A partire dal 2005, il 17 maggio di ogni anno è la Giornata Internazionale Contro l’Omofobia e la Transfobia. Promossa dall’Unione Europea, celebra una ricorrenza importante, ossia la rimozione dell’omosessualità dalla lista delle malattie mentali classificate dall’Organizzazione Mondiale dalla Sanità, avvenuta nel 1990.
Il testo approvato dall’Europarlamento in favore della commemorazione ribadisce che ”condanna i commenti discriminatori formulati da dirigenti politici e religiosi nei confronti degli omosessuali, in quanto alimentano l’odio e la violenza, anche se ritirati in un secondo tempo, e chiede alle gerarchie delle rispettive organizzazioni di condannarli”.
Rileggete l’ultima frase e pensate a Giovanardi. C’è solo l’imbarazzo della scelta tra ‘L’olocausto dei gay non c’è mai stato’, vedere due donne che si baciano è come ‘vedere qualcuno che fa pipì per strada’, ‘Il bunga-bunga va bene, purché sia tra uomo e donna’, per concludere con il gran finale sulle adozioni di bambini da parte delle coppie gay che ‘alimenta la compravendita di bambini’. Ma potremmo continuare con Rocco Buttiglione, che vede l’omosessualità moralmente sbagliata ‘come non pagare le tasse’. O Daniela Santanché, ‘certa che tutti i genitori italiani sperano di avere figli eterosessuali’. Fino a Calderoli, che pensa che ‘essere culattoni è un peccato capitale e, pertanto, chi riconosce per legge una cosa del genere è destinato alle fiamme dell’inferno’.
Esempi sufficienti, ma potremmo continuare fino a stilare un’enciclopedia, per capire quanto l’Italia sia ancora allo stadio germinale della questione omofobia. Per fortuna qualcosa si muove, e difatti l’attuale ministro dell’Istruzione Francesco Profumo ha fatto circolare una direttiva alle scuole invitando i presidi a celebrare la giornata contro l’omofobia.
In occasione della ricorrenza, l’Arcigay ha realizzato, grazie ai fondi del 5×1000, una campagna di informazione intitolata ‘Io denuncio’, strettamente legata al tema di quest’anno: il bullismo. Nonostante ciò che pensano ancora molti italiani, in primis i loro rappresentanti politici e religiosi, le discriminazioni di gay, lesbiche, trasgender non riguardano una minoranza, ma i diritti umani e la loro tutela in uno stato che si definisce ‘moderno’.

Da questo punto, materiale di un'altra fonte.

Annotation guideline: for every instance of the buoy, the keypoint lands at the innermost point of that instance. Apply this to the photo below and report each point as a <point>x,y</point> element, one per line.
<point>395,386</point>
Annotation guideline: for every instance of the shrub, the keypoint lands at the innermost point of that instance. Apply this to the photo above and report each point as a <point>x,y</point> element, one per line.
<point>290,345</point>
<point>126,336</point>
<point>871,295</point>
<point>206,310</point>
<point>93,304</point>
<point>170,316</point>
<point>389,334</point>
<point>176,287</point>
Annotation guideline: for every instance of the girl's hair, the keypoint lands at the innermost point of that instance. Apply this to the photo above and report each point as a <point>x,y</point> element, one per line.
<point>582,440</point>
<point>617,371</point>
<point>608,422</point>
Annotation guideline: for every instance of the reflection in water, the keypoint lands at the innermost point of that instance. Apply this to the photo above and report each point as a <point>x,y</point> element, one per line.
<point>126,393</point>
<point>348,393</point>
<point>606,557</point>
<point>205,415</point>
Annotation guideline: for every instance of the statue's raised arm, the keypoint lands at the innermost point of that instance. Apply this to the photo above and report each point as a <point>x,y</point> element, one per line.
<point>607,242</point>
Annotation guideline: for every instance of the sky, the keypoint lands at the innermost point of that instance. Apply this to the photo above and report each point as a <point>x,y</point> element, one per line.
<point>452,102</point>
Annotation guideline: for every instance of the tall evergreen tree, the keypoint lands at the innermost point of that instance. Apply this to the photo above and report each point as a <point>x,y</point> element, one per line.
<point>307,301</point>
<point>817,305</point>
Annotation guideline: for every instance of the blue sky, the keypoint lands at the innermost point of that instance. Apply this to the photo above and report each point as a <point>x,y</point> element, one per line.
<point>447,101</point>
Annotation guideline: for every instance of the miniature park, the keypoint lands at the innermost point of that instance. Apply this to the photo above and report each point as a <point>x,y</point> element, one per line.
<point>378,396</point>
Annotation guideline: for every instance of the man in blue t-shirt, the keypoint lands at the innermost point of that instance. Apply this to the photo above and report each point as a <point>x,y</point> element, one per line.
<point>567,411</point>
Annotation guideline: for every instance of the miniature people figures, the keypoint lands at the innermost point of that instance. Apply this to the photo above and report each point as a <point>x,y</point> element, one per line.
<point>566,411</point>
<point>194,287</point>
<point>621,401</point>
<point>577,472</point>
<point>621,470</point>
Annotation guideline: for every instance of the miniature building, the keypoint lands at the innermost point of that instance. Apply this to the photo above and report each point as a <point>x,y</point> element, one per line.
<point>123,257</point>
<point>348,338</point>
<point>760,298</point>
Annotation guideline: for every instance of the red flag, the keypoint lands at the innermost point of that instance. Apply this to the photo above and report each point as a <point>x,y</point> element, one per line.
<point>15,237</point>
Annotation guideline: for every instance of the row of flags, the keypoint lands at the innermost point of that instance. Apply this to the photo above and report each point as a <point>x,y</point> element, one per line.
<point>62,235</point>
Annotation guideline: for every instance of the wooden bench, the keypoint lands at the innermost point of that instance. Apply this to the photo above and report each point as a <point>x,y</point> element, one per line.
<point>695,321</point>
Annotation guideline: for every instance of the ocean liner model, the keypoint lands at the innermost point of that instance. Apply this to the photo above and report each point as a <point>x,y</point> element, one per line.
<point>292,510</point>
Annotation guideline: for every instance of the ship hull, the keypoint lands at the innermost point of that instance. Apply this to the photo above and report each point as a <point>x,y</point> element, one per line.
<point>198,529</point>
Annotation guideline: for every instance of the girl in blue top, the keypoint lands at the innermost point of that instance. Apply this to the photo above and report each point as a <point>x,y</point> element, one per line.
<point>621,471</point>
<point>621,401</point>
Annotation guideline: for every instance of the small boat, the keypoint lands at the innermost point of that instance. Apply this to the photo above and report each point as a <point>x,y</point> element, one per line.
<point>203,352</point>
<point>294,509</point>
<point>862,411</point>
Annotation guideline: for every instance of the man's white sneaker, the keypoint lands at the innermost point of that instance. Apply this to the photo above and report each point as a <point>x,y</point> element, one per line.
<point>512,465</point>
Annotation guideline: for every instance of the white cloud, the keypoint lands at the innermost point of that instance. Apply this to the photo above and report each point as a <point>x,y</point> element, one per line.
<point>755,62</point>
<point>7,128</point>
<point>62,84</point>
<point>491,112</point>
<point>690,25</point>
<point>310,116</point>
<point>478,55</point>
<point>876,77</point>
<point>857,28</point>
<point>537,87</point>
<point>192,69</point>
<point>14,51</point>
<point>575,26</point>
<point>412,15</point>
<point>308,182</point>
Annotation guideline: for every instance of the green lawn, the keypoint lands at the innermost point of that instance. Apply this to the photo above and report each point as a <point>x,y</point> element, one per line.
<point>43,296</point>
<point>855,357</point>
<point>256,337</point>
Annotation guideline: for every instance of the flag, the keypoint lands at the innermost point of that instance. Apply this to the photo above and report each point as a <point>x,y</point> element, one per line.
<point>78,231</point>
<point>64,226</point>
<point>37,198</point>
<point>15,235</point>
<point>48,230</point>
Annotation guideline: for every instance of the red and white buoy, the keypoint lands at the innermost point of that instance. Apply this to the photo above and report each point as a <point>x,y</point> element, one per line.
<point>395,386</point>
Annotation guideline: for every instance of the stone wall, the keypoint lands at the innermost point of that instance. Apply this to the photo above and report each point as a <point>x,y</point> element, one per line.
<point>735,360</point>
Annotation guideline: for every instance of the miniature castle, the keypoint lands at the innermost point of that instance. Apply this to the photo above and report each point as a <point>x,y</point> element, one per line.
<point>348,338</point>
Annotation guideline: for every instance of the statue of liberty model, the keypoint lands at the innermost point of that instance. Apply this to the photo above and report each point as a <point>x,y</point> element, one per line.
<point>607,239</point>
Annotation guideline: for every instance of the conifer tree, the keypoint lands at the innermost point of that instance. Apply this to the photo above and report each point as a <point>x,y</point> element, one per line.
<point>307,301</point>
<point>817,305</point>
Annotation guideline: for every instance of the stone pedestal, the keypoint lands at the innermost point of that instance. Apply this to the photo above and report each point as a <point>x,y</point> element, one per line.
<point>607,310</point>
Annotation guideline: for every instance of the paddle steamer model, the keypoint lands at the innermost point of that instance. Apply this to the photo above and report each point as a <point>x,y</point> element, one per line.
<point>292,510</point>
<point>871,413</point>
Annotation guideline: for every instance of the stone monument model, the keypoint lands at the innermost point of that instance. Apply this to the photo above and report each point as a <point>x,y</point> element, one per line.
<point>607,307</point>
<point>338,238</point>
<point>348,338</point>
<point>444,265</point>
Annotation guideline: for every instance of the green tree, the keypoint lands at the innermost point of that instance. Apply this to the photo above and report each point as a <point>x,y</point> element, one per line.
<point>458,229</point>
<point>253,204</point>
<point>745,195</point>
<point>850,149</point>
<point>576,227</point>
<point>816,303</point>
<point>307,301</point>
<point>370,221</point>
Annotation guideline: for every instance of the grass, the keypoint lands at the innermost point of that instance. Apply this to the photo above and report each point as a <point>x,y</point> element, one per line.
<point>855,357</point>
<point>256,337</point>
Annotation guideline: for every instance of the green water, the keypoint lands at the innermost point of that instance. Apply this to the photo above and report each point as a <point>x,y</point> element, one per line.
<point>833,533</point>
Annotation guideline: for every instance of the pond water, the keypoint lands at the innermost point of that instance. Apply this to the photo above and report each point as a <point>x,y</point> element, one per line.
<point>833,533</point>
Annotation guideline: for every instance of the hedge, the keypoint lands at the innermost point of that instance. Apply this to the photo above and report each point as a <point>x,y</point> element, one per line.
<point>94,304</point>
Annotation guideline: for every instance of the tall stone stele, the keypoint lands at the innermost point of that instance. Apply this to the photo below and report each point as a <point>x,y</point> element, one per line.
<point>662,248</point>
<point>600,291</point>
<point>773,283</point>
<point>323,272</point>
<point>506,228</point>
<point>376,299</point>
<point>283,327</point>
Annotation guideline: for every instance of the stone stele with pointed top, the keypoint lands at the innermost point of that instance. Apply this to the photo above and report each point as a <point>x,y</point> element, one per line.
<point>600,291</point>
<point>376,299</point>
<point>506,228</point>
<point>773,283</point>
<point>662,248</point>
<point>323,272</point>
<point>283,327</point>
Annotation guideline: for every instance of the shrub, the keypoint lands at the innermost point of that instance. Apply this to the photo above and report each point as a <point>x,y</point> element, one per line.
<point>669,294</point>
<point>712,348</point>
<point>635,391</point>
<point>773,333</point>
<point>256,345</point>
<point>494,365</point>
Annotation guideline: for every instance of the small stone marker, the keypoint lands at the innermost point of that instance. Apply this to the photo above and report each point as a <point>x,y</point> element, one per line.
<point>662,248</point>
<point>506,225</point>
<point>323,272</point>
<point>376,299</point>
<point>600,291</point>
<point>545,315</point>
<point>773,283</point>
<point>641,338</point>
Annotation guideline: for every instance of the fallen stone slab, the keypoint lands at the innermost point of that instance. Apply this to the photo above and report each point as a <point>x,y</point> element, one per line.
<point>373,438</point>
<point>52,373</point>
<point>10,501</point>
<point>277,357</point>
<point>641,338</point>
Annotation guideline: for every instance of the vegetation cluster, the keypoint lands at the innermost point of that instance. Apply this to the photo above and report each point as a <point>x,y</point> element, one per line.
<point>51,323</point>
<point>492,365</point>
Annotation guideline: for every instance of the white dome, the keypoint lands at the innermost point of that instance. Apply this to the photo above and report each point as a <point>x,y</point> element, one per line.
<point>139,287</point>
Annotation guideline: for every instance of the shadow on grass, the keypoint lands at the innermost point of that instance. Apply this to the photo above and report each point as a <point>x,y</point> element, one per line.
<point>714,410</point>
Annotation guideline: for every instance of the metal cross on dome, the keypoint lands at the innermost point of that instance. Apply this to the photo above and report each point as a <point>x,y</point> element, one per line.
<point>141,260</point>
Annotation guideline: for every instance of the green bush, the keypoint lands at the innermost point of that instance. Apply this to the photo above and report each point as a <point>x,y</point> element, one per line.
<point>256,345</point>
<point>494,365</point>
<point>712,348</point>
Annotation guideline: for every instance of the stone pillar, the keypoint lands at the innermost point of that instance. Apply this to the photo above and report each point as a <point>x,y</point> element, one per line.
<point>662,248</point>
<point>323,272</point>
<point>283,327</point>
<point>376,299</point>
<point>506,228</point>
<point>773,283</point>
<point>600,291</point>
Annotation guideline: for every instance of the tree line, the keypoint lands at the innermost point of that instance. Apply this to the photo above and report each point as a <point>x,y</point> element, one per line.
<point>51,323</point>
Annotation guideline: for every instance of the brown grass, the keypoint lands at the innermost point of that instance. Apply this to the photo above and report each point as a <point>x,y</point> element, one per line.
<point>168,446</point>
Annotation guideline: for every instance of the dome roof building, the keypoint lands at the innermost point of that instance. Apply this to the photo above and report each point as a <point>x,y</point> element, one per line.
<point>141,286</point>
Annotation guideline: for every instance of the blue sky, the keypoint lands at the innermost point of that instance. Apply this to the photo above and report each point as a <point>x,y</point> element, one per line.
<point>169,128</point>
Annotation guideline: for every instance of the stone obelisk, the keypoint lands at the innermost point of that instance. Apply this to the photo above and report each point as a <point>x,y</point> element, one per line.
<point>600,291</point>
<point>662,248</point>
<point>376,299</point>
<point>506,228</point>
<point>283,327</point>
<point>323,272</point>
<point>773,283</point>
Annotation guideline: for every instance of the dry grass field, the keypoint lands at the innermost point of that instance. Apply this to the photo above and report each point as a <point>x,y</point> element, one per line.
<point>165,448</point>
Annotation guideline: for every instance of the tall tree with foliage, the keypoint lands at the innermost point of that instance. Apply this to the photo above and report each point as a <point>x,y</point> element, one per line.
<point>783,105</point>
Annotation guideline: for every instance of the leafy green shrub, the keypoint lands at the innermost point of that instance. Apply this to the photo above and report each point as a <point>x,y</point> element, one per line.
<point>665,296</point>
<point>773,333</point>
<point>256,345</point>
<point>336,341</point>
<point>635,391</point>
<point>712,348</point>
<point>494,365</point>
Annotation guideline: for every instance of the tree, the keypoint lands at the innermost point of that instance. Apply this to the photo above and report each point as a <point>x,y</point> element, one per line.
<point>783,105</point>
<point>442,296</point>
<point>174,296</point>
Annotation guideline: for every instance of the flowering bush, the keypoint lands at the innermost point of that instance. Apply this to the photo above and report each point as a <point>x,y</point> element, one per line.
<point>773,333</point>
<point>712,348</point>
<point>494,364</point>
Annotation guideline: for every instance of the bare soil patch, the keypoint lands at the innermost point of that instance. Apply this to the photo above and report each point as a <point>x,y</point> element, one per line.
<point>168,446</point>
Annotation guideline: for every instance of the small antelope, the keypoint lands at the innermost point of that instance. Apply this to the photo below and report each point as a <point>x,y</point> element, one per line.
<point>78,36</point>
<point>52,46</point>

Sono ancora 78 i paesi in cui l’omosessualità viene criminalizzata, addirittura punita con la pena capitale in Iran, in Arabia Saudita, in Mauritania, in Sudan, tra i tanti. In Europa i matrimoni tra persone dello stesso sesso sono consentite in Olanda (pioniera già dal 2001), in Belgio, in Spagna, Svezia, Islanda e Portogallo. Unioni civili in diverse forme sono possibili in Francia, Danimarca, Regno Unito, Lussemburgo, Repubblica ceca, Slovenia, Ungheria, Austria e Irlanda. A livello mondiale, l’ultimo paese che ha legalizzato le unioni gay è l’Argentina.
Argomento ‘scottante’ al riguardo è l’adozione di bambini da parte di coppie gay: in Europa solo Paesi Bassi, Gran Bretagna, Svezia, Spagna, Danimarca e Belgio approvano. In Italia non sono solo i politici di destra a negarne la possibilità, ma anche diversi esponenti di centro e di sinistra, da Rutelli a D’Alema (che anzi, dichiara di essere contro i matrimoni omosessuali perché ‘il fondamento della famiglia sono un uomo e una donna’), passando per Fassino, Rosy Bindi (‘E’ meglio che un bambino stia in Africa con la sua tribù, piuttosto che cresca con due uomini o due donne, con genitori gay’).
Se in Svezia certe affermazioni sarebbero addirittura punite per legge, in Italia ancora ci si può permettere di fomentare l’omofobia a suon di pregiudizi. Eppure anziché considerare una malattia, una deviazione, l’omosessualità forse sarebbe il caso di chiedersi se includere nei casi clinici l’omofobia, ovvero la paura irrazionale dei gay. In Italia politici di destra, sinistra, rappresentanti religiosi continuano ad usare lo spauracchio della famiglia tradizionale che sarebbe minacciata dalle famiglie omosessuali. Ma quando mai, da che mondo è mondo, garantire diritti a qualcuno ne toglie a qualcun altro?